Avellino sarebbe stato il braccio operativo dell’anziano boss Franco Bonura. Il volto pulito attraverso cui continuare a fare affari: dalla piccola ristrutturazione alla costruzione di interi palazzi. Un ruolo che probabilmente gli avrebbe anche salvato la vita. Dove c’è una impalcatura, in certe zone della città, lì c’è Cosa Nostra.

Per motivi che restato oscuri Avellino si era attirato le ire di Girolamo Buscemi arrestato nello stesso blitz. La Direzione distrettuale antimafia lo piazza alla guida della famiglia di Passo di Rigano.

Non sono mancate le spaccature e le tensioni. Poi la spartizione a tavolino a tavolino delle commesse ha sistemato le cose. Agostino Sansone, altro arrestato che avrebbe retto la famiglia di Uditore, riferendosi ad Avellino spiegava: “… quando piangevi e ti venivi a nascondere da me? E quando non potevi uscire da dentro… lo hai dimenticato? Che ti volevano rompere le corna”.

“Lo dobbiamo ammazzare”, dissero una volta. Poi la situazione si ricompattò in nome degli affari. I poliziotti hanno monitorato una serie di incontri alcuni dei quali organizzati nello studio di Avellino, in via Ciaccio Lo Monaco.

Il 22 giugno 2021 c’è stato il primo incontro fra Agostino Sansone e Bonura, già sottocapo della famiglia mafiosa di Uditore, subito dopo la scarcerazione del vecchio boss avvenuta il 13 novembre 2020. Scelsero il seminterrato di Avellino adibito ad ufficio.

Ed è qui che Bonura avrebbe comunicato la sua intenzione di acquisire il controllo delle imprese riconducibili ad Avellino. Chissà da quanto tempo studiava la mossa, anche quando era detenuto. Gli serviva “questo Avellino, il picciottello per farlo lavorare” e raccogliere i soldi. Soldi che servivano anche per lo storico capomandamento Michelangelo La Barbera, detenuto al 41 bis.

I Sansone – soprattutto Pino e Gaetano, fratelli di Agostino e oggi detenuti – in passato avrebbero sempre protetto Avellino, ma da quel momento in poi sarebbe passato sotto l’ala di Bonura. Ad eccezione degli affari già avviati con i Sansone.

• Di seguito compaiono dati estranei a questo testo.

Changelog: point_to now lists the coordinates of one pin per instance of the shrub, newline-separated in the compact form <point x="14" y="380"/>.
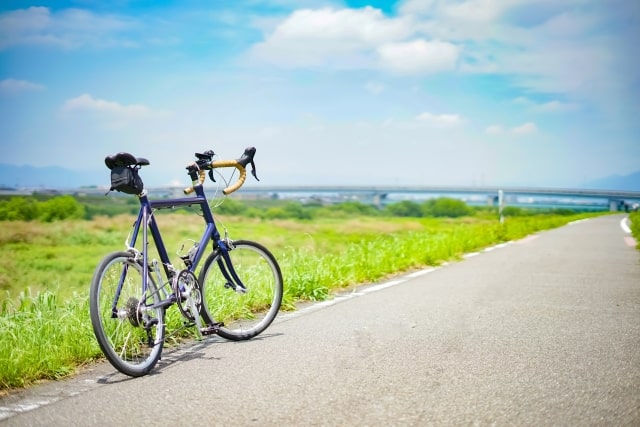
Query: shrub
<point x="405" y="208"/>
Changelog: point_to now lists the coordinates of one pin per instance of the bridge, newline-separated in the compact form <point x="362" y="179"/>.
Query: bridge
<point x="379" y="195"/>
<point x="593" y="199"/>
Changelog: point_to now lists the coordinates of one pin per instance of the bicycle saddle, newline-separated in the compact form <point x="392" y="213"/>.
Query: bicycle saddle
<point x="124" y="159"/>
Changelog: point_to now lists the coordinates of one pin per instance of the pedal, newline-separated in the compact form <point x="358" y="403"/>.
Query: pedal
<point x="211" y="329"/>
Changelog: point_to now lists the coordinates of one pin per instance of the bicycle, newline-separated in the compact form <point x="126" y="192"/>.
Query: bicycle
<point x="236" y="294"/>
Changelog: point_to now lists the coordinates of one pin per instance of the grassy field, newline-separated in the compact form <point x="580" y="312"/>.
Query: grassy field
<point x="46" y="269"/>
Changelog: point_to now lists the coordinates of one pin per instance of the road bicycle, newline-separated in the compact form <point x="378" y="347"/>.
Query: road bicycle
<point x="236" y="293"/>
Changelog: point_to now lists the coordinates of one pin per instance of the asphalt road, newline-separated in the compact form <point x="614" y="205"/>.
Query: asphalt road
<point x="543" y="331"/>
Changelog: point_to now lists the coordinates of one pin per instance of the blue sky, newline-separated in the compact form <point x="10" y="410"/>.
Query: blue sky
<point x="416" y="92"/>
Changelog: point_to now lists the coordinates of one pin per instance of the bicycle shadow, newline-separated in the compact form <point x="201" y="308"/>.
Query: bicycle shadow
<point x="183" y="353"/>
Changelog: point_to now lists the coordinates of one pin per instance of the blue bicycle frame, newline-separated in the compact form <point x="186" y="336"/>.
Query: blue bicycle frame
<point x="147" y="221"/>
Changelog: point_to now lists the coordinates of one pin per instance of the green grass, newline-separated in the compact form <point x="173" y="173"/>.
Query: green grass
<point x="46" y="270"/>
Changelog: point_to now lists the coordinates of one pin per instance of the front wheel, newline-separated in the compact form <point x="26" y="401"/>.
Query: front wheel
<point x="244" y="312"/>
<point x="129" y="329"/>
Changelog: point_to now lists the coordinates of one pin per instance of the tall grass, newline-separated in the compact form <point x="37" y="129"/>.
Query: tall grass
<point x="45" y="333"/>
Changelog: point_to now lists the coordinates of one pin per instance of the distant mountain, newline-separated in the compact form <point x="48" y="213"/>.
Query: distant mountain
<point x="616" y="182"/>
<point x="53" y="177"/>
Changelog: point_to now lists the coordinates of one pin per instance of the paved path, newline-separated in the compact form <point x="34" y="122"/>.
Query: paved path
<point x="543" y="331"/>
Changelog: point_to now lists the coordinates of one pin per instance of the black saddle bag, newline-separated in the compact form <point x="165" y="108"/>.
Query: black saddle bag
<point x="126" y="180"/>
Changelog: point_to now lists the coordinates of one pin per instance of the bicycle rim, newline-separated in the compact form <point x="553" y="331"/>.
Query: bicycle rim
<point x="244" y="314"/>
<point x="131" y="337"/>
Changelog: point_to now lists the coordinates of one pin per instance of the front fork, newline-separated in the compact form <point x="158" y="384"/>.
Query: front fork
<point x="226" y="267"/>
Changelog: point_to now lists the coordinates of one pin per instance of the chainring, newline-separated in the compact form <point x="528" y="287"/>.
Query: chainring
<point x="186" y="288"/>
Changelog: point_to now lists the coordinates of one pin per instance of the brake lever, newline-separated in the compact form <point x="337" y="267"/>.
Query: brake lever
<point x="253" y="170"/>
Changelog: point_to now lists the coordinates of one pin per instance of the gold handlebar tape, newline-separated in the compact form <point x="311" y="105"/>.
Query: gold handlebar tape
<point x="222" y="164"/>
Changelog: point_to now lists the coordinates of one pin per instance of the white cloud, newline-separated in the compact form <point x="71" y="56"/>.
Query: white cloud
<point x="88" y="103"/>
<point x="494" y="130"/>
<point x="556" y="107"/>
<point x="67" y="28"/>
<point x="330" y="37"/>
<point x="418" y="56"/>
<point x="14" y="85"/>
<point x="525" y="129"/>
<point x="553" y="106"/>
<point x="440" y="119"/>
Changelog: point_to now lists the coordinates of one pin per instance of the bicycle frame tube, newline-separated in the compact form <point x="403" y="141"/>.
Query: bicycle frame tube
<point x="210" y="232"/>
<point x="146" y="220"/>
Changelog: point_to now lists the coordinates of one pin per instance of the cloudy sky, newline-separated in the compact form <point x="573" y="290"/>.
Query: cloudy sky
<point x="415" y="92"/>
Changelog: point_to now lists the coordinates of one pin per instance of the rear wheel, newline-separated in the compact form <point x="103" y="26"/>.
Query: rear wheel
<point x="129" y="331"/>
<point x="244" y="312"/>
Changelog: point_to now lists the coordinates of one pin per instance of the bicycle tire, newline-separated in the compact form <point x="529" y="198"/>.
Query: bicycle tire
<point x="245" y="315"/>
<point x="133" y="337"/>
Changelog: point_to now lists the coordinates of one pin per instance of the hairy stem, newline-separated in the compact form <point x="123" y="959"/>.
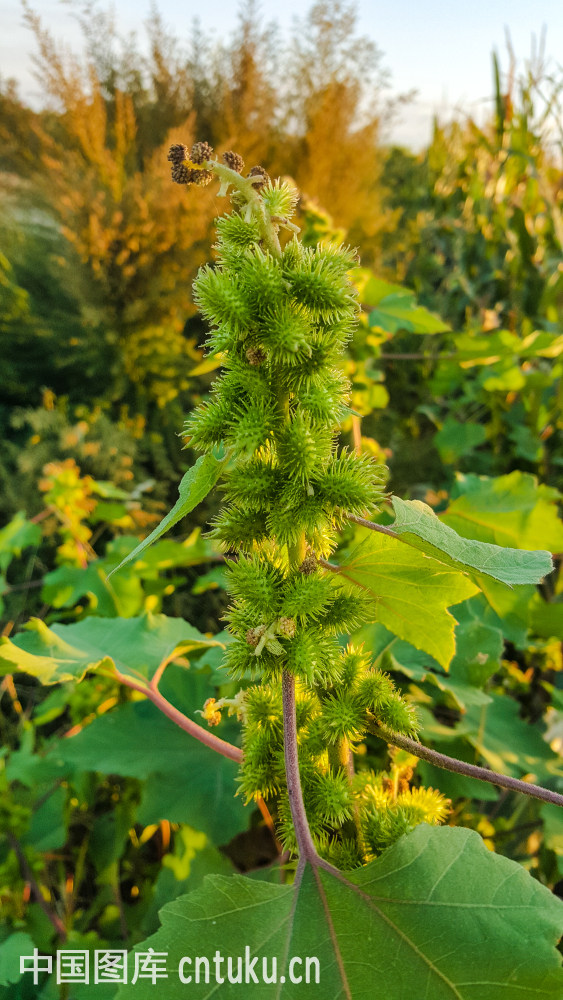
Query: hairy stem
<point x="373" y="527"/>
<point x="307" y="850"/>
<point x="181" y="720"/>
<point x="471" y="770"/>
<point x="35" y="888"/>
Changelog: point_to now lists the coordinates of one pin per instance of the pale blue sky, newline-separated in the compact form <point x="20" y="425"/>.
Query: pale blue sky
<point x="443" y="49"/>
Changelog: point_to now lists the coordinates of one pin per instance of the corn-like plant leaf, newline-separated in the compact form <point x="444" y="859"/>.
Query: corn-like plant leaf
<point x="194" y="487"/>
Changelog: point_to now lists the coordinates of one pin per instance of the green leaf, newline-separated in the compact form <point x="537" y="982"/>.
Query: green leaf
<point x="417" y="523"/>
<point x="16" y="536"/>
<point x="66" y="585"/>
<point x="456" y="439"/>
<point x="410" y="591"/>
<point x="478" y="652"/>
<point x="132" y="646"/>
<point x="11" y="950"/>
<point x="436" y="916"/>
<point x="183" y="780"/>
<point x="194" y="487"/>
<point x="509" y="510"/>
<point x="508" y="743"/>
<point x="546" y="619"/>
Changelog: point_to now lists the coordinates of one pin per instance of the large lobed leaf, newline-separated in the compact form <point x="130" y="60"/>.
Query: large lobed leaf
<point x="436" y="917"/>
<point x="507" y="510"/>
<point x="411" y="592"/>
<point x="133" y="646"/>
<point x="418" y="525"/>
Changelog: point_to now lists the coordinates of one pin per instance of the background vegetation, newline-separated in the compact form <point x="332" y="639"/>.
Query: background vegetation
<point x="456" y="373"/>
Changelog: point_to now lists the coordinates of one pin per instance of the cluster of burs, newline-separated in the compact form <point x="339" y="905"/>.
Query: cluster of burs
<point x="280" y="320"/>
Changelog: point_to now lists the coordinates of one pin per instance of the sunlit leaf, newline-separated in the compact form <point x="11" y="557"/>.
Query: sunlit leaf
<point x="410" y="591"/>
<point x="417" y="523"/>
<point x="436" y="916"/>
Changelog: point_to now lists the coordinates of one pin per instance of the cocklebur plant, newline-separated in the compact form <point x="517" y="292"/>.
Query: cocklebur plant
<point x="280" y="319"/>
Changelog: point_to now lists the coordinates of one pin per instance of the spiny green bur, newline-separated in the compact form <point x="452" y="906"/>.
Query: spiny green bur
<point x="280" y="320"/>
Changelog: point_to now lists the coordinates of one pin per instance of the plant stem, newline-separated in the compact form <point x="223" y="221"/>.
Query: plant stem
<point x="35" y="889"/>
<point x="471" y="770"/>
<point x="373" y="527"/>
<point x="307" y="850"/>
<point x="181" y="720"/>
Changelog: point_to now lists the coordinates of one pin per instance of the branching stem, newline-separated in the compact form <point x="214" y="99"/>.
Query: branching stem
<point x="28" y="875"/>
<point x="471" y="770"/>
<point x="306" y="847"/>
<point x="181" y="720"/>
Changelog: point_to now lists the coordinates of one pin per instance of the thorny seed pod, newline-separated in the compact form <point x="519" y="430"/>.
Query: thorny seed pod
<point x="255" y="356"/>
<point x="201" y="151"/>
<point x="280" y="316"/>
<point x="254" y="635"/>
<point x="234" y="161"/>
<point x="287" y="627"/>
<point x="309" y="564"/>
<point x="260" y="173"/>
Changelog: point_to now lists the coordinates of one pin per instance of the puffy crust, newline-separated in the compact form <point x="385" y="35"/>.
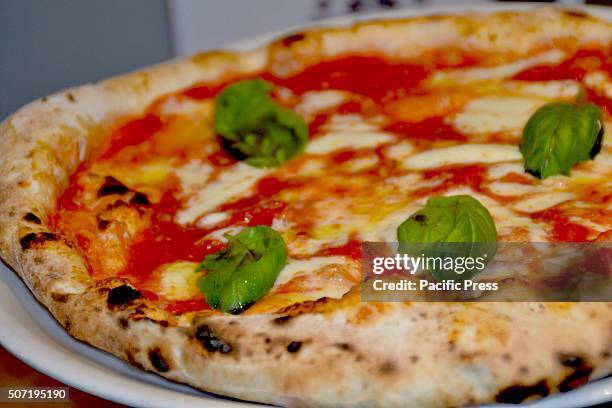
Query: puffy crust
<point x="320" y="353"/>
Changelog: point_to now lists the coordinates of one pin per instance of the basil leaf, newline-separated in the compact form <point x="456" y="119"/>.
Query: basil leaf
<point x="255" y="128"/>
<point x="560" y="135"/>
<point x="243" y="272"/>
<point x="454" y="226"/>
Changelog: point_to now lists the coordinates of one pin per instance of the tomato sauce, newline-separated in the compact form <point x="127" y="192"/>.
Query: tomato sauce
<point x="183" y="306"/>
<point x="563" y="229"/>
<point x="133" y="133"/>
<point x="373" y="77"/>
<point x="573" y="68"/>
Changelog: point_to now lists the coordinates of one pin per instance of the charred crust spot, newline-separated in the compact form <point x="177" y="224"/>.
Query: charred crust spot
<point x="344" y="346"/>
<point x="103" y="224"/>
<point x="292" y="39"/>
<point x="112" y="186"/>
<point x="158" y="361"/>
<point x="36" y="239"/>
<point x="30" y="217"/>
<point x="294" y="346"/>
<point x="59" y="297"/>
<point x="575" y="13"/>
<point x="140" y="199"/>
<point x="282" y="320"/>
<point x="130" y="359"/>
<point x="210" y="341"/>
<point x="122" y="295"/>
<point x="519" y="393"/>
<point x="388" y="367"/>
<point x="572" y="361"/>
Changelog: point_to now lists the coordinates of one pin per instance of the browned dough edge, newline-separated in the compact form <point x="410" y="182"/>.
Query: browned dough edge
<point x="324" y="353"/>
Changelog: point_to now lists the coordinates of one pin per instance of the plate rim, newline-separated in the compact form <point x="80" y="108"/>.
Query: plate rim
<point x="151" y="395"/>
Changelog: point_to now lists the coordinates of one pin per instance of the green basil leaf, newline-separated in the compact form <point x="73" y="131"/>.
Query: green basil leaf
<point x="245" y="271"/>
<point x="560" y="135"/>
<point x="455" y="226"/>
<point x="255" y="128"/>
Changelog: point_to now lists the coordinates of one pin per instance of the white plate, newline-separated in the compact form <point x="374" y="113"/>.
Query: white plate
<point x="29" y="332"/>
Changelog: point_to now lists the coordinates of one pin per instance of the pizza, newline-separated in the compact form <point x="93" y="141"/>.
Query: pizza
<point x="203" y="219"/>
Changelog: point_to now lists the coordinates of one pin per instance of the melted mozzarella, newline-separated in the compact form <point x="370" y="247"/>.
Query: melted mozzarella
<point x="212" y="219"/>
<point x="347" y="140"/>
<point x="178" y="280"/>
<point x="497" y="171"/>
<point x="542" y="201"/>
<point x="348" y="132"/>
<point x="510" y="189"/>
<point x="462" y="154"/>
<point x="495" y="114"/>
<point x="193" y="175"/>
<point x="296" y="267"/>
<point x="232" y="183"/>
<point x="549" y="90"/>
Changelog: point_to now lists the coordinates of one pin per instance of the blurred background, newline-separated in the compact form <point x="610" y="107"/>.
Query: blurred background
<point x="49" y="45"/>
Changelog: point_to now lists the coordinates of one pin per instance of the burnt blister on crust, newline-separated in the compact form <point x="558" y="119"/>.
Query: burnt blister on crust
<point x="35" y="239"/>
<point x="140" y="199"/>
<point x="122" y="295"/>
<point x="158" y="361"/>
<point x="282" y="320"/>
<point x="292" y="39"/>
<point x="206" y="335"/>
<point x="580" y="374"/>
<point x="112" y="186"/>
<point x="294" y="346"/>
<point x="30" y="217"/>
<point x="519" y="393"/>
<point x="102" y="224"/>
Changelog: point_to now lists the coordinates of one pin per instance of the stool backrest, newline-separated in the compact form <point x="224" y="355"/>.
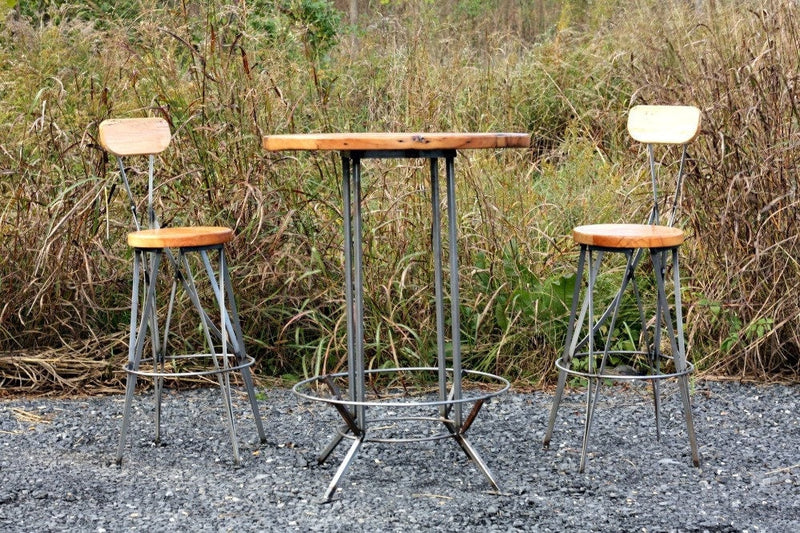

Ad esempio il palazzo realizzato in via Ferdinando Albeggiani dalla “Futura società cooperativa, una delle imprese finite sotto sequestro contestualmente agli arresti. Senza l’aiuto economico di Agostino, che avrebbe pagato i debiti di Avellino, lo stabile non sarebbe stato completato.

“Noialtri siamo una famiglia”, disse Agostino Sansone a Bonura dando il via libera alla nuova stagione degli affari. Nei dialoghi captati si fa riferimento a interi palazzi da costruire in corso Alberto Amedeo e in via Vito Ievolella, magazzini e box in zona della città non identificata, e ristrutturazioni in diversi quartieri.

Parlavano di architetti da incontrare e presidenti di cooperative da convincere, di “ponti da montare” e “prospetti da definire“, di “progettisti da pagaree “quattrocento mila euro da pagare scadenzati”, di “lotti di terreno in via Uditore” con “indice di edificabilità tre metri cubi a metro quadrato, realizzazione di numero venti unità immobiliari da novanta metri superficie calpestabile”.

C’era un gran lavoro. Per discuterne Bonura e Avellino si davano appuntamento in luoghi insoliti, nella chiesa Regina Pacis o al cimitero dei Cappuccini dove sono stati pedinati. Del “sistema” per controllare i cantieri avrebbe fatto parte anche l’impresa di Dario Avellino, amministratore unico della Golden Blu Costruzioni srl finita sotto sequestro. Si tratta della stessa impresa che ha edificato lo stabile per conto della “Futura società cooperativa”.

A mediare gli incontri fra Eugenio Avellino e Franco Bonura sarebbe stato il fratello del costruttore, Giacomo Avellino, titolare di un bar all’Uditore. E di incontri ce ne sono stati parecchi. Il vecchio boss si dava un gran da fare per proteggere il patrimonio accumulato e per incrementarlo con nuove commesse. Mafiosi e costruttori, come sempre.